Are full backups a thing of the past?

In the not-so-distant past, we relied on tape backups for operational recovery, disaster recovery and long-term data retention. But are full nightly backups to tape still needed now that we have new disk-based technologies like snapshots and continuous data protection?

This article can also be found in the Premium Editorial Download: Storage magazine: Using two midrange backup apps at once:

It might be premature to declare nightly full backups dead, but tools like continuous data protection and snapshots can reduce a company's dependence on full backups without compromising data protection.

I recently helped a Fortune 100 client evaluate continuous data protection (CDP) products and was asked if full nightly backups to tape were still needed given the advent of disk-based technologies like snapshots and CDP. Trying not to sound like a consultant attempting to please everyone, I answered "It depends."
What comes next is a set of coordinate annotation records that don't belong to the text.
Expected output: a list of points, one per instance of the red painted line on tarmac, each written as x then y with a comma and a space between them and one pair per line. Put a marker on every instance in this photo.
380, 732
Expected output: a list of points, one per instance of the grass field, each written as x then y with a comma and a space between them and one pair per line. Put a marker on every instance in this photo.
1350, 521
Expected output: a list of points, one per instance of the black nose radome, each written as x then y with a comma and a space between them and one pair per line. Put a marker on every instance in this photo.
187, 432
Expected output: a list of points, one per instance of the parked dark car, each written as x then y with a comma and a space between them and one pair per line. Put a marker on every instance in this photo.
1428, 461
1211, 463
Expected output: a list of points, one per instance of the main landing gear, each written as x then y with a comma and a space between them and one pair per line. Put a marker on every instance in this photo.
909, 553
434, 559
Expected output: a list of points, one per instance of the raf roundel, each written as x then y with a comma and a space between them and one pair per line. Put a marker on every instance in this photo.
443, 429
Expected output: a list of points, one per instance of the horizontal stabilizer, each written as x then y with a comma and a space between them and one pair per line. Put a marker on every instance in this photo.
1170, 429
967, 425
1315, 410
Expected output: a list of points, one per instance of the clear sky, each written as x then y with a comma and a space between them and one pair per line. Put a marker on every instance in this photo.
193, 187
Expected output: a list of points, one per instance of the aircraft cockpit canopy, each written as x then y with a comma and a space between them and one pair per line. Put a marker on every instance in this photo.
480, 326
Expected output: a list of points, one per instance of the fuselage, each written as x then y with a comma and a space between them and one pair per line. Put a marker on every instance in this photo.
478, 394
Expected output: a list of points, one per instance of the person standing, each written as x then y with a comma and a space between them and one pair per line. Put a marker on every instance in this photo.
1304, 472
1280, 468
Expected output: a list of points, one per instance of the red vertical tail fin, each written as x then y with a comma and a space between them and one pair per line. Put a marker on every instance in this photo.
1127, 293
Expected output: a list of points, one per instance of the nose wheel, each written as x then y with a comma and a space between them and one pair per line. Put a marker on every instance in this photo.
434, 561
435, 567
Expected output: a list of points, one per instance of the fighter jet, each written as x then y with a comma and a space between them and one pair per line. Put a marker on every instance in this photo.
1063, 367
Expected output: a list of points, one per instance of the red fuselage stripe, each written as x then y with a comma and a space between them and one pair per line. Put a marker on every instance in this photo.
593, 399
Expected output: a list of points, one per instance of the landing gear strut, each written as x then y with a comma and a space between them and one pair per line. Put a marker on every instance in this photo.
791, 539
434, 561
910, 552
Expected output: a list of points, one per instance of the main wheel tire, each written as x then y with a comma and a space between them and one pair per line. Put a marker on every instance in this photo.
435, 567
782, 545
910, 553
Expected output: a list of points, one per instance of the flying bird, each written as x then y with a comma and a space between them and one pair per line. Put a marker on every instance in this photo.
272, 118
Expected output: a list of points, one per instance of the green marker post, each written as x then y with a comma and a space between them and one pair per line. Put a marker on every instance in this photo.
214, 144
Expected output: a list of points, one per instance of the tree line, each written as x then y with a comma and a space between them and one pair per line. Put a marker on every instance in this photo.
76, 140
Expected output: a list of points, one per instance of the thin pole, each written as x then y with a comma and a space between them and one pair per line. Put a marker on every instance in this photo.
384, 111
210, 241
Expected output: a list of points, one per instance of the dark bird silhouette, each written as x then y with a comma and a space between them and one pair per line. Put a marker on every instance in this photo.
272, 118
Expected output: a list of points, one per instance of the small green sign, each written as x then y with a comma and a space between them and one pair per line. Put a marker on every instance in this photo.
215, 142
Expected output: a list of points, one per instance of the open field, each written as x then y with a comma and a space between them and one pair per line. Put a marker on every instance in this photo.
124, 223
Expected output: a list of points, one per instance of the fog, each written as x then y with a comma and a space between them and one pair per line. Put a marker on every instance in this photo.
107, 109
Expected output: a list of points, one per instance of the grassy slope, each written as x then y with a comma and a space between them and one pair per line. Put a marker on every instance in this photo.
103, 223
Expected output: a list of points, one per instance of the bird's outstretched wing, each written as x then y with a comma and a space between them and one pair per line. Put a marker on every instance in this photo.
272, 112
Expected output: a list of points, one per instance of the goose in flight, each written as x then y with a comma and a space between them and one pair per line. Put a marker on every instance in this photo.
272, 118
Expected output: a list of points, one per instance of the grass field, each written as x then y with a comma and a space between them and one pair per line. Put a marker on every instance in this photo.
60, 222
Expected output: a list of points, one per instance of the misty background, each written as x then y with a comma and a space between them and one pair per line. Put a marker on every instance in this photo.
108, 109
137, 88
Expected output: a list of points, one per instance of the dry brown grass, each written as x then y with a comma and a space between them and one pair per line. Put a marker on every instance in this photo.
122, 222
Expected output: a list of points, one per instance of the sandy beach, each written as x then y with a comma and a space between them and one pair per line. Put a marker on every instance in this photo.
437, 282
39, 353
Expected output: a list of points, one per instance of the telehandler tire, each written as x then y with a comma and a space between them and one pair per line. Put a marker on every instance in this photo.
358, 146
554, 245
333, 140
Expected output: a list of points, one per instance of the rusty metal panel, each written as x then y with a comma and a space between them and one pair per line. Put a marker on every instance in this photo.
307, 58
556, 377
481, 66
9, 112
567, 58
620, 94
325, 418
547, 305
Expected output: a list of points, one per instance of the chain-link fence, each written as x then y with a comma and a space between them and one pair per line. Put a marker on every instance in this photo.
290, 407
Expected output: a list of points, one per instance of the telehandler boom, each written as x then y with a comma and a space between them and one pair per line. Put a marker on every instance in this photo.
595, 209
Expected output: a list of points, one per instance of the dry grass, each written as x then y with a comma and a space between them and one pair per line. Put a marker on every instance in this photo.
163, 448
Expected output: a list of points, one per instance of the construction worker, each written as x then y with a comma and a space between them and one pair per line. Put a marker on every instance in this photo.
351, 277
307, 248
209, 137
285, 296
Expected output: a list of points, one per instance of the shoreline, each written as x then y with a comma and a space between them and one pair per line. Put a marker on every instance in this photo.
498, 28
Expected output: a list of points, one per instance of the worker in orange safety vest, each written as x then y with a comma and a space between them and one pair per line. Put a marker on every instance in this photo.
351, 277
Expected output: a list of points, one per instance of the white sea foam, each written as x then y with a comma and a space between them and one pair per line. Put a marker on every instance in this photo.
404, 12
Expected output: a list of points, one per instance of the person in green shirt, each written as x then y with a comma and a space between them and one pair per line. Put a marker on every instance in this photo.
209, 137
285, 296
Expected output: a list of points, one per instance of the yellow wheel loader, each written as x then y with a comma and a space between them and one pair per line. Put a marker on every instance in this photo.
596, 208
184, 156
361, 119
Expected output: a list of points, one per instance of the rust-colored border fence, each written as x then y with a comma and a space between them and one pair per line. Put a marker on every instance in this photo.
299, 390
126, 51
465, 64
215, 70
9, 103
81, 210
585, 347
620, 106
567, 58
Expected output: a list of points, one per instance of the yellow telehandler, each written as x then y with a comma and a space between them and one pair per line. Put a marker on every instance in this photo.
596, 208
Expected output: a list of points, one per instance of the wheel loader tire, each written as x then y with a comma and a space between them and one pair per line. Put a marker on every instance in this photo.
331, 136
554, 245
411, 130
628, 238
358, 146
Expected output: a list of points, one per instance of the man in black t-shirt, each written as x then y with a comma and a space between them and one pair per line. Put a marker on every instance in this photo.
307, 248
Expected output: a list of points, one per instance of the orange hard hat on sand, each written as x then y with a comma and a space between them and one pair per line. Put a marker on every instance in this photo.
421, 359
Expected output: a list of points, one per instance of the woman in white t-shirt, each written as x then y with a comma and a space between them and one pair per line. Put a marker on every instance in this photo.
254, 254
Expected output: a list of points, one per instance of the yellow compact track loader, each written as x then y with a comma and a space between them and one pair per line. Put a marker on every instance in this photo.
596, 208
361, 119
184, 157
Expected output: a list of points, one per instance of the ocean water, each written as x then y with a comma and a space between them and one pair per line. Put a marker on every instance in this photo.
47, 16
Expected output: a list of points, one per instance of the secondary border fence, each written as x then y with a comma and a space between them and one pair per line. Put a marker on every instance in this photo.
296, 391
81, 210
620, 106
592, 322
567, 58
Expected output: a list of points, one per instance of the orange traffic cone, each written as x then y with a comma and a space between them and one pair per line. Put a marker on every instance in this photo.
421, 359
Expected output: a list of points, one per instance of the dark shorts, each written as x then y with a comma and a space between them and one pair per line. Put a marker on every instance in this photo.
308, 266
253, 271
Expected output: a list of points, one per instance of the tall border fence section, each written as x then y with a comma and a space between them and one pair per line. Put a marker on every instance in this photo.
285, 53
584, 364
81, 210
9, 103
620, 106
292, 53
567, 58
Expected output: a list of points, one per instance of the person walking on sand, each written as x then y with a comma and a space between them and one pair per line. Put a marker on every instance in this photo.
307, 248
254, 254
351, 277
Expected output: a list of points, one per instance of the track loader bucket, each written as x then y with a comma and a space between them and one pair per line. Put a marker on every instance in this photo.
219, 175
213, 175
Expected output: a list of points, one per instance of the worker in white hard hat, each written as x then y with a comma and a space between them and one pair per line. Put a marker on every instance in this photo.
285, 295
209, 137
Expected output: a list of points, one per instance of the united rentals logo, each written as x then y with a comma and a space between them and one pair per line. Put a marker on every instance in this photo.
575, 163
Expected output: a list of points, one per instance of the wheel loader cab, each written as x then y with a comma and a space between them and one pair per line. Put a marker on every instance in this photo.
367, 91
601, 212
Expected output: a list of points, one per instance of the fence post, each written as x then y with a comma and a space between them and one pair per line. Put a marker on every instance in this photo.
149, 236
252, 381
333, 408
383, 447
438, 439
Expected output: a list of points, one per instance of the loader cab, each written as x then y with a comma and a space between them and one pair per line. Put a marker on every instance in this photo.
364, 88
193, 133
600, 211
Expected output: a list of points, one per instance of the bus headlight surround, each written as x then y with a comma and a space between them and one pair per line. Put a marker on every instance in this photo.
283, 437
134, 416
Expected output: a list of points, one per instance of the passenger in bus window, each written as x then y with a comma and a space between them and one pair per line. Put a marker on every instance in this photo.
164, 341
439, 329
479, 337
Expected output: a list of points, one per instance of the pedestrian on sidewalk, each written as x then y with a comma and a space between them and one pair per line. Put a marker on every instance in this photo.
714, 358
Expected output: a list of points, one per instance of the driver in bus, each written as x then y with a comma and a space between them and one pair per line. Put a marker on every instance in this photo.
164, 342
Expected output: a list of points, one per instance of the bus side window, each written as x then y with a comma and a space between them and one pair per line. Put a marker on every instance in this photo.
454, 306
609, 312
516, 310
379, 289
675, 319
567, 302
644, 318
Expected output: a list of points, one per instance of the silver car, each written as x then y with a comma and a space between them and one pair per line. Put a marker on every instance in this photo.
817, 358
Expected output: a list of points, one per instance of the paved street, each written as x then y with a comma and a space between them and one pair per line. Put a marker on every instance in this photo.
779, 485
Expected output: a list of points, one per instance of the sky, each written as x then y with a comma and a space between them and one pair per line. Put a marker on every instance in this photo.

Snapshots and CDP provide excellent ways to recover data from a specific point in time when no known data loss or corruption existed. But it can take a while to discover a file or database error, and snapshots aren't typically kept for a long time. That's why full backups to tape are a vital complement to point-in-time backup tools, and will remain so in any comprehensive data protection strategy. The tricky part is to decide how to mix and match backup methods to best meet recovery time objectives (RTOs) and recovery point objectives (RPOs), and stay within your storage budget.

In the not-so-distant past, we relied on tape backups for operational recovery, disaster recovery (DR) and long-term data retention. The latter two are often treated as discrete functions with separate data copies even though tape may be the target media. Operational recovery usually applies to the loss of data in normal production operations. In those cases, we would use onsite or offsite tapes to recover the data to the point of the last successful backup (our RPO).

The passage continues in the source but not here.